LIMOGES, France (AFP) - Some 79 garden gnomes snatched by a so-called gnome liberation group, were discovered Wednesday along the banks of a stream in the central Limousin region, police said. The gnomes were hidden in some underbrush with a banner that read, "gnome mistreated, gnome liberated", police said.

A national garden gnome liberation operation was announced on the group's website in honor of the Nov. 1 French holiday, All Saint's Day. Last month 86 gnomes were found in the yard of a Limoges high school. Others, stolen last summer, were discovered along the edge of a swimming pool on the outskirts of the city. "Because of the heat wave, they wanted to get some air," read a letter that appeared in gnome owners' mailboxes.

According to the group's website, the Front for the Liberation of Garden Gnomes (FLNJ) has about 100 active members throughout France, as well as in Canada, Germany, Spain, and the United States.

:googly:


----------



## grapegrl (Jan 3, 2006)

I love stories about roaming gnomes!


----------



## Wildomar (Aug 30, 2006)

Why should the Gnomes have a Liberation Front and not the Lawn Jockeys??? I say the US needs to start a Lawn Jockey Liberation Front! Who's with me??? Um, course now I got to go out and find one of those reclusive jocky's... dont think I've seen one in years now that I think about it. Hmmm, maybe they have already been liberated and no one told me.


----------



## slimy (Jul 12, 2006)

They ran away with the pink flamingos.


----------



## Vlad (Aug 2, 2005)

I'm proud to say that one of the reasons that those racist black lawn jockeys are so scarce here in North Jersey, is that my brother and friends had a group (in the 60s and 70s) known as the headhunters, who went about decapitating them in an effort to wise up their owners, lol. 
I'm glad to hear that no actual gnomes were injured in the making of this story however.


----------



## ScareFX (Aug 18, 2004)

slimy said:


> They ran away with the pink flamingos.


Indeed... pink flamingos are gone now too.

"*Bye Bye Pink Flamingos*

http://cbs4.com/topstories/local_story_306162519.html


----------



## Wildomar (Aug 30, 2006)

I didnt even recall the Lawn Jockeys were black?? I wonder if that is one of the reasons people stopped putting them out?


----------



## Vlad (Aug 2, 2005)

> I didnt even recall the Lawn Jockeys were black


As a matter of fact, I believe that all of them were black in the beginning. Many people actually repainted theirs, and towards the end of their popularity, they were leaving the stores with obviously bad white repaints.


----------



## RAXL (Jul 9, 2004)

BADASS had an album once, called Gnome Parking.:ninja: 

I don't know that that really has anything to do with anything, but there you go.


----------



## Wildomar (Aug 30, 2006)

Vlad said:


> As a matter of fact, I believe that all of them were black in the beginning. Many people actually repainted theirs, and towards the end of their popularity, they were leaving the stores with obviously bad white repaints.

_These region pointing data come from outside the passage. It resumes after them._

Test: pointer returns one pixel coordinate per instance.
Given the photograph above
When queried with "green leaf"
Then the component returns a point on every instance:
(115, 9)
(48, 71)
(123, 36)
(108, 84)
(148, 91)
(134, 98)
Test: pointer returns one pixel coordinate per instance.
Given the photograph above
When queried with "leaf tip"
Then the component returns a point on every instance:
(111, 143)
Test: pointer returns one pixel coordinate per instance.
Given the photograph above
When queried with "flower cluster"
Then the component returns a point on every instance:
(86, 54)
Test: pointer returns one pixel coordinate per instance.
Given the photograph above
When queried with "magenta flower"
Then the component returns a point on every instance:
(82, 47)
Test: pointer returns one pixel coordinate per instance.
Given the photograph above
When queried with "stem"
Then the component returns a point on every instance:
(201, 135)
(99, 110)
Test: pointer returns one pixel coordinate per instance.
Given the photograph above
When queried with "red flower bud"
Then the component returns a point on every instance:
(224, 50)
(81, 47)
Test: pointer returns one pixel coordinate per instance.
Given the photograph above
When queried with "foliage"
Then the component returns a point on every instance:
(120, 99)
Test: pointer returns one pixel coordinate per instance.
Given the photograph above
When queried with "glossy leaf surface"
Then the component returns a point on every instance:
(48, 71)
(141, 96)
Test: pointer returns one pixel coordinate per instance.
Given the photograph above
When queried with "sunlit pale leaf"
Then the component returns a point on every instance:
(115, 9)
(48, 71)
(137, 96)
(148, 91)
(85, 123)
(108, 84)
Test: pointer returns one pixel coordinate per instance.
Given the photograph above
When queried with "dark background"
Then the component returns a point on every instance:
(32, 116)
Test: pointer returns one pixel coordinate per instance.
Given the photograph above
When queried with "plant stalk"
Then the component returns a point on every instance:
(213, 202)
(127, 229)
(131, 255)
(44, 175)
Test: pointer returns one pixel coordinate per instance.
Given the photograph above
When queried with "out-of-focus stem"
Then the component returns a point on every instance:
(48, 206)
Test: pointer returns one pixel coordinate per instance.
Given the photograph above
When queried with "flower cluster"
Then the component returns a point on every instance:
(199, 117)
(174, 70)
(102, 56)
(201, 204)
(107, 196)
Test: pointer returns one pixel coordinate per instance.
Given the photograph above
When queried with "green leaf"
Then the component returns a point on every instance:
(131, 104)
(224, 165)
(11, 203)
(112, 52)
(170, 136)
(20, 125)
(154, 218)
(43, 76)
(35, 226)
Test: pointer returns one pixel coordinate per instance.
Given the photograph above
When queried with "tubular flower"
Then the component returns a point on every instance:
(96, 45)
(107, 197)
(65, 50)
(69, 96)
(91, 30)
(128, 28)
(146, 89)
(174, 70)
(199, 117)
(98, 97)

I jumped on eBay and found a bunch of them that were black... The black ones were definitely given a comical or derogatory appearance while the white ones were more statuesque. Never noticed it in the past. Here in California though, I remember the statuesque ones more than comical ones which may have skewed my thinking a bit. Thanks for the enlightenement Vlad.


----------



## trishaanne (Aug 20, 2005)

Yes, Vlad, thanks for the enlightenment. The vast amount of knowledge you have continues to surprise me!  Now stop sending those danged jockeys to my house!


----------